Trece en punto: arranco el coche y me vuelvo espitada a mi pueblito de nada, de cuarenta habitantes. Adelanto a todos los coches que me encuentro antes de llegar al puerto previo al páramo de Cicely (que tiene solo un carril y allí es imposible que pasen dos coches simultaneamente).

Trece treinta: en una curva brusca se me vuelcan la bandeja de tomates y la caja de sardinas sobre el asiento del pasajero donde descansan los periódios.

Trece y treinta y tres segundos: haciendo alarde de mis reflejos alertas y mis nervios templados, detengo el coche con una rapidísima frenada en medio de la carretera, porque carece de arcén.

Trece y treinta y uno: los coches adelantados que me seguían de cerca frenan con los mismos reflejos que yo (me sorprende gratamente) y se dedican a decir de todo a mi medio cuerpo inferior que permanece fuera del coche, mientras mi medio cuerpo superior, dentro del habitáculo de pasajeros intenta recomponer los peces y las plantas en sus respectivas cajas y secar la prensa del agüilla de las sardinas.

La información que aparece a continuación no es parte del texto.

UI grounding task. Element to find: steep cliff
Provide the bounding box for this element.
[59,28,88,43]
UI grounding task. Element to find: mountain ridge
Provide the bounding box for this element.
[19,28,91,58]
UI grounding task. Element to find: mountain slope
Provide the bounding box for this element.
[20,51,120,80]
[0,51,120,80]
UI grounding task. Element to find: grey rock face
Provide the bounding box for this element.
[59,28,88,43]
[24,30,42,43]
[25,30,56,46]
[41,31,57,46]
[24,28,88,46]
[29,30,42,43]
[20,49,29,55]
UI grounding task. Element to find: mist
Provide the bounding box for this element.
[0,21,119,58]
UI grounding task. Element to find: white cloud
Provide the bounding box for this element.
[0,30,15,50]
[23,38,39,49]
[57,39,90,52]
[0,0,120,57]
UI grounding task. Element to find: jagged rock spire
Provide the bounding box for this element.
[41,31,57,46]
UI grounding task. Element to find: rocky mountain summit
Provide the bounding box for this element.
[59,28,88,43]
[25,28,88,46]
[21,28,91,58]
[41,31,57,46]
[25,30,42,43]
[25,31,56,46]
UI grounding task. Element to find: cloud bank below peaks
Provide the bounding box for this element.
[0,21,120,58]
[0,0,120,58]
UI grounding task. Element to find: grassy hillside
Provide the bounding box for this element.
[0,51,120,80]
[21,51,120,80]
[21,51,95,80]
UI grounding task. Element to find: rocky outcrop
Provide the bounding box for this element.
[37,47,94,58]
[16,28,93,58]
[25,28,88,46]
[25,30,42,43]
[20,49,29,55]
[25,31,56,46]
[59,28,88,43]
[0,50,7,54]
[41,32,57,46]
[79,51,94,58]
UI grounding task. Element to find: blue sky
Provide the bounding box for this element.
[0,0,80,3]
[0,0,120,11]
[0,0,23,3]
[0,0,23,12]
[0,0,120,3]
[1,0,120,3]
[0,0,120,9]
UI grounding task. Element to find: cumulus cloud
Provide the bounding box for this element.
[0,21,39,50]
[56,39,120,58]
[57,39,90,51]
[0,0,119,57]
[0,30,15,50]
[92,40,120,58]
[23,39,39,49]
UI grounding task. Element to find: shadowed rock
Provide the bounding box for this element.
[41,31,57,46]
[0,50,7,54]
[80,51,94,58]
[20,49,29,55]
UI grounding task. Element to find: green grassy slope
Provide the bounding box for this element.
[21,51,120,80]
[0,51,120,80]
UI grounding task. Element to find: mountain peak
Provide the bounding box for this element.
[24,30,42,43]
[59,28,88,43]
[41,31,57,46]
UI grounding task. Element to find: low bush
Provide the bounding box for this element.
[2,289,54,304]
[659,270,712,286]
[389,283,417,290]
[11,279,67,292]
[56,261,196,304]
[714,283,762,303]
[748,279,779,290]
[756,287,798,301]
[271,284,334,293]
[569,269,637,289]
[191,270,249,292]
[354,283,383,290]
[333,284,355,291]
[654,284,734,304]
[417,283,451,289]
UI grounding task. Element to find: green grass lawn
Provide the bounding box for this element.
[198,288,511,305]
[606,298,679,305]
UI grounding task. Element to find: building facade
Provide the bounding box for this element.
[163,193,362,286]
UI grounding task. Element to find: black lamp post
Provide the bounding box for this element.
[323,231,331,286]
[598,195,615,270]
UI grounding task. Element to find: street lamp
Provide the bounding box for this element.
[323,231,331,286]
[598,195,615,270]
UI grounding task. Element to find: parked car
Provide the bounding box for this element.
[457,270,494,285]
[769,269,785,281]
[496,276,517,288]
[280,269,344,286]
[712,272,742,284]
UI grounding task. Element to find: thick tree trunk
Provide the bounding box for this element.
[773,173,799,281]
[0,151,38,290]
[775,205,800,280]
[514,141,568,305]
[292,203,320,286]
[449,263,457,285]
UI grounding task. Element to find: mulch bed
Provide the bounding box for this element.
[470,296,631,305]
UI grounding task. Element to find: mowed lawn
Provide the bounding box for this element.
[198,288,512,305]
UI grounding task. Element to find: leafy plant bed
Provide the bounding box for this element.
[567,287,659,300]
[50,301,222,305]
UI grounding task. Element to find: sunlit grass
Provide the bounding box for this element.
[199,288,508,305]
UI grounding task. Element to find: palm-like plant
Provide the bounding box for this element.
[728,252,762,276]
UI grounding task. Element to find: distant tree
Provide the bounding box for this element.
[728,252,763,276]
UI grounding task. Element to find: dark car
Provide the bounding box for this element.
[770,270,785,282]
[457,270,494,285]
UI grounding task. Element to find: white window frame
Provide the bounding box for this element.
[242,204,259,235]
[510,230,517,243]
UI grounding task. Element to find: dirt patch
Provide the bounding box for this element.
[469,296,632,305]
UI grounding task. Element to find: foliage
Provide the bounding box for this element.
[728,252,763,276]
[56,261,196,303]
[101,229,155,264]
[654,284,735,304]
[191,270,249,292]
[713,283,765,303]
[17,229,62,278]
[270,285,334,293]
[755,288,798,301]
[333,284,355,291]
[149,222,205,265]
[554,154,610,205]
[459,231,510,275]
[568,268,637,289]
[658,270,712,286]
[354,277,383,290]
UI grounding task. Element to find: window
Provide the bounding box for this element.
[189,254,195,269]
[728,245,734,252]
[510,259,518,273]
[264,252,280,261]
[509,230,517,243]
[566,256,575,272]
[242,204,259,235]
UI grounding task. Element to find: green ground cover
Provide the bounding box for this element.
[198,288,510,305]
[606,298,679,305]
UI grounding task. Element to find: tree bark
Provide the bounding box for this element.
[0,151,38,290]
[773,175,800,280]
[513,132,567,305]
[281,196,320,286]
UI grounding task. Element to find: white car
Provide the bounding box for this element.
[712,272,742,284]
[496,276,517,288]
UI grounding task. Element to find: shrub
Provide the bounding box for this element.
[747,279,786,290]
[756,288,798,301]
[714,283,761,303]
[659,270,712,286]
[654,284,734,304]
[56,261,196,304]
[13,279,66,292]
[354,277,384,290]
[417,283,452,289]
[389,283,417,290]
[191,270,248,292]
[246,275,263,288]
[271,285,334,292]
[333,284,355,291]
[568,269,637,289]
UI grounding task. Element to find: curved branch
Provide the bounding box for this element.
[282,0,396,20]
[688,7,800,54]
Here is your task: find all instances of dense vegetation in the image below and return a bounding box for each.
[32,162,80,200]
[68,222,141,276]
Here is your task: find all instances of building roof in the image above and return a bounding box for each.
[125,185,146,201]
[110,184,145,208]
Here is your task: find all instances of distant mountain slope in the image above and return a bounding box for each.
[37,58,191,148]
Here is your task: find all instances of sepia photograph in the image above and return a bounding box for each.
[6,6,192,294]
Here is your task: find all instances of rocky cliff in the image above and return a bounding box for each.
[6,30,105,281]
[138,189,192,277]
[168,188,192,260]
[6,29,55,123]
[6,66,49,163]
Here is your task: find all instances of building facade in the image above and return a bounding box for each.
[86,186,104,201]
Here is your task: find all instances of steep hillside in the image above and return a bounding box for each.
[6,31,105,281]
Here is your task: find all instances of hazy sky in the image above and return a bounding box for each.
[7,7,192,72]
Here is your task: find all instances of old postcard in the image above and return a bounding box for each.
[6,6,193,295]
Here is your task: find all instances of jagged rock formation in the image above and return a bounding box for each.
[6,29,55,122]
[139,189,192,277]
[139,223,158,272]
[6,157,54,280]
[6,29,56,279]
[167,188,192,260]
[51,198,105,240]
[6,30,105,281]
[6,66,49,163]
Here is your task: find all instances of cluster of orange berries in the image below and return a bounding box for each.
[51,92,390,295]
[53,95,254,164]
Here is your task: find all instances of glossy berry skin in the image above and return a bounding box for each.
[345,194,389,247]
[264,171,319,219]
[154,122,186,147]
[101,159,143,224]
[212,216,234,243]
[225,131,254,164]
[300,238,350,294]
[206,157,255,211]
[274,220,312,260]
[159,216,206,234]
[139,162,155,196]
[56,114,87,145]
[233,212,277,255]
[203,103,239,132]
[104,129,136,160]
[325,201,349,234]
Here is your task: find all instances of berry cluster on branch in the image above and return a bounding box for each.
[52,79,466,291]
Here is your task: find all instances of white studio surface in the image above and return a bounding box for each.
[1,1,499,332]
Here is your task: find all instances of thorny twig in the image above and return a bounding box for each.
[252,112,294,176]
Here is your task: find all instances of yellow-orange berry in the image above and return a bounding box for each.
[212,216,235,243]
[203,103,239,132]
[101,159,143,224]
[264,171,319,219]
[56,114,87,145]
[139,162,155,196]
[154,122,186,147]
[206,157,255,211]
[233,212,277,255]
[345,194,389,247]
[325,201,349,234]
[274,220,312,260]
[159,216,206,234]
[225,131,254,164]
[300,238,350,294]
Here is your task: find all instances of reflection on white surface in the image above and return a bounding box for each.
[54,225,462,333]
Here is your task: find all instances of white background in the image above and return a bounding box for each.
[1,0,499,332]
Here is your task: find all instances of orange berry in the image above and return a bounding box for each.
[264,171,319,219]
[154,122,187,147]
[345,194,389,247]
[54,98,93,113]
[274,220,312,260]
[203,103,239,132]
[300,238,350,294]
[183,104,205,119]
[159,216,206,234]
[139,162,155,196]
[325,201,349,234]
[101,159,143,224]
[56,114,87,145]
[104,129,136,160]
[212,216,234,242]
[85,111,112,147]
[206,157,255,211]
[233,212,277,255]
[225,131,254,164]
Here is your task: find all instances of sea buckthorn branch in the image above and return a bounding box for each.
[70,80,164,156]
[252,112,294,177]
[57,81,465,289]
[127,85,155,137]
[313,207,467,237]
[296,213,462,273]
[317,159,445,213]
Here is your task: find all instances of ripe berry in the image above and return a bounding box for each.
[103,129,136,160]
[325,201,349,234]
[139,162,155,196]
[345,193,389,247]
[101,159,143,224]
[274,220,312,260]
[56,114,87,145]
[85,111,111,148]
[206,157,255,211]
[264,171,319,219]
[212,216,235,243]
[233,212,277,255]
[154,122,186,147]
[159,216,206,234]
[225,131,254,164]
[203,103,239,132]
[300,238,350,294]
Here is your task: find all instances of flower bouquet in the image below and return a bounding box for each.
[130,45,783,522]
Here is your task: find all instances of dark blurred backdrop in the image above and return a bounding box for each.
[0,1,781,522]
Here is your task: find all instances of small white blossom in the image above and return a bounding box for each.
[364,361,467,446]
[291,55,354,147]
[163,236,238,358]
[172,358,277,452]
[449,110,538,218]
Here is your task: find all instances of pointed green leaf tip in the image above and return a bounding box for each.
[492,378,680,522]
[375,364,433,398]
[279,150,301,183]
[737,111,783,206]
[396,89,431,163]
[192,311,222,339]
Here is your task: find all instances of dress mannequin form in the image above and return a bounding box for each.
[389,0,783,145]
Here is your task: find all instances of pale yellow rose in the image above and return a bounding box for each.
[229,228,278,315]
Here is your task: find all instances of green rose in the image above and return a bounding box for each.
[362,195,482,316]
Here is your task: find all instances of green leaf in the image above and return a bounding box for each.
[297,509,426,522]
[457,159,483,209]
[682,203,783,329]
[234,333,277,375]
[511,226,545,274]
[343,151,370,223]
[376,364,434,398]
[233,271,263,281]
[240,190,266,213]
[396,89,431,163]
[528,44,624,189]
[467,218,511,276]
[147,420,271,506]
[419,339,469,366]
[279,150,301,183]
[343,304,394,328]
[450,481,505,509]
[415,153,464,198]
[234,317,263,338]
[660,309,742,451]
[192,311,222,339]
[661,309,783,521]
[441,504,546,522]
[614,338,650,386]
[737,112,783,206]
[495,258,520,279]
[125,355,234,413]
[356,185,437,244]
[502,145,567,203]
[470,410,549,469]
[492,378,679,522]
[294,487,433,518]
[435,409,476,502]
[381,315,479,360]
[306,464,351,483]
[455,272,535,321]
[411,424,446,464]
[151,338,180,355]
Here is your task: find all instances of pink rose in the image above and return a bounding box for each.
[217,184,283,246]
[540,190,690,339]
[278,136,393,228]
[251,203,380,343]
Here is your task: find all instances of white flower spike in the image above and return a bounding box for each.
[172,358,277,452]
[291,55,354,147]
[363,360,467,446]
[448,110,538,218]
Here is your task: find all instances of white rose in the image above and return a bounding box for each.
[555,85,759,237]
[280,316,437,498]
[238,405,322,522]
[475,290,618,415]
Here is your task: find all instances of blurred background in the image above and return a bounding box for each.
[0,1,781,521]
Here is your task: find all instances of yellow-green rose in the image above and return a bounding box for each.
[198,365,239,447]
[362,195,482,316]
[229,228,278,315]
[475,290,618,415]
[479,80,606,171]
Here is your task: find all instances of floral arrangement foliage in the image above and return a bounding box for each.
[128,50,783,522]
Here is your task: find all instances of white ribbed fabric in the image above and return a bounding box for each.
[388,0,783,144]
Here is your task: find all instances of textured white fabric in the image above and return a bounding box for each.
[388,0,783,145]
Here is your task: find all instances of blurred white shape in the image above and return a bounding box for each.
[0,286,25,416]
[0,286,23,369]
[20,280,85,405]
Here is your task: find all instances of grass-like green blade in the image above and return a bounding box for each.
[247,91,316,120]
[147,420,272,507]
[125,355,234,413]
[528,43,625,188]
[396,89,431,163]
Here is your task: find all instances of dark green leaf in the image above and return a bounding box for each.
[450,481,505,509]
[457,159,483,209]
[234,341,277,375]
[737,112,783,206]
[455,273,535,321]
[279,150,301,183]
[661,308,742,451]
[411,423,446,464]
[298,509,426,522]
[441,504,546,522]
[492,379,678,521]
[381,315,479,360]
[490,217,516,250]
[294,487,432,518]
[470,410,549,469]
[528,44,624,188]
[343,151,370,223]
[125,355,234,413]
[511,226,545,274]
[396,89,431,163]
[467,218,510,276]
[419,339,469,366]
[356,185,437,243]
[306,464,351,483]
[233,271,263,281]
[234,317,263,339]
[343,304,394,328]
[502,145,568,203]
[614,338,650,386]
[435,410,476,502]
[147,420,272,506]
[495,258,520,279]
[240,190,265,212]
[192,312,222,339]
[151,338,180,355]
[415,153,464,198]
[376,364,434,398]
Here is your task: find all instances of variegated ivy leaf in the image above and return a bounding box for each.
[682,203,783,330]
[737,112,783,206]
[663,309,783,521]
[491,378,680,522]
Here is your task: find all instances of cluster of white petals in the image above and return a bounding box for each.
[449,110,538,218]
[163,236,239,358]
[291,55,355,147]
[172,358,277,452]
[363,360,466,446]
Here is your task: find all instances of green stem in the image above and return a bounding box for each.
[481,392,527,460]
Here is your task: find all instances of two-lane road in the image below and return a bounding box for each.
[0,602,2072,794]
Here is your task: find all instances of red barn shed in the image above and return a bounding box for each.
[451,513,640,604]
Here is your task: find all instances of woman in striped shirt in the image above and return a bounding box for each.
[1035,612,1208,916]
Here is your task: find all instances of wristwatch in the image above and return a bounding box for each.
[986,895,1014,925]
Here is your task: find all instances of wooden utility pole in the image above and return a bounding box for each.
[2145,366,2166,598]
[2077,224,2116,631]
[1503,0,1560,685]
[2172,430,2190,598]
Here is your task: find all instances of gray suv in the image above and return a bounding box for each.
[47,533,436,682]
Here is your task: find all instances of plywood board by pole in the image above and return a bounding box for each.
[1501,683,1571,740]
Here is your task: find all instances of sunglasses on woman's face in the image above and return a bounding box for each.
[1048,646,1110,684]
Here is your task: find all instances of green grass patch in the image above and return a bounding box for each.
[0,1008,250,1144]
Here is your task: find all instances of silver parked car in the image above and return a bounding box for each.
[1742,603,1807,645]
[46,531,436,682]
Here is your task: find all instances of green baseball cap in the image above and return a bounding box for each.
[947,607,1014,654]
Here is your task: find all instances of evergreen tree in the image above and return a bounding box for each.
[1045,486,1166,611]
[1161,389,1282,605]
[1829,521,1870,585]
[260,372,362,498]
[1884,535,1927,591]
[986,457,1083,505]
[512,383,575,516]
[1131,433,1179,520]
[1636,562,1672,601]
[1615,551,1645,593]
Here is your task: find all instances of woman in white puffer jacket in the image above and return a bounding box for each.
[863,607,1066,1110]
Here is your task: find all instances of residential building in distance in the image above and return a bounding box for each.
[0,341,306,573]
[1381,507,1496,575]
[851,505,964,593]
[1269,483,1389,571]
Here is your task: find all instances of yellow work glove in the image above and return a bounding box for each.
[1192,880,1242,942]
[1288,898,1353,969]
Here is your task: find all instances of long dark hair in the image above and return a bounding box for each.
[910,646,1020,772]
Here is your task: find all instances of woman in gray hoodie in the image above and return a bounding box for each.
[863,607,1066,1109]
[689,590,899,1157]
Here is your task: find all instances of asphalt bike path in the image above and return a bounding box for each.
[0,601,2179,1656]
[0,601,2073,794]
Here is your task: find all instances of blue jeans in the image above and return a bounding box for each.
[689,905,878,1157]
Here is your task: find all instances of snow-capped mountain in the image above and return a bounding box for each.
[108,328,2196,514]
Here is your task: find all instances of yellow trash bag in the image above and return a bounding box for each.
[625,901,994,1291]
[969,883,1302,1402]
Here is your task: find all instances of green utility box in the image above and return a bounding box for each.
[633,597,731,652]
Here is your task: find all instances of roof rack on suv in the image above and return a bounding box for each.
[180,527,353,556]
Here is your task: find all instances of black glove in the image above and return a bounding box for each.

Trece y treinta y siete: tras seis minutos eternos, recupero el cuerpo superior y pido disculpas a mi público que grita, pero se me malinterpreta y empiezan a pitarme. Me meto en el coche y acelero antes que arranco.

Trece cincuenta: llego a Cicely desencajada, apestando a sardinas, con los Cherrys deshojados y los periódicos deshechos. Cuando entro en casa me desmorono y lloro.

El Inti me mira, intuye el drama y mientras mueve la cabeza, me dice: “supongo que por fin, sí tenemos tomates Cherrys. Y le oigo que además susurra por lo bajini un no-sé-qué sobre lo malísimos que son los fundamentalismos.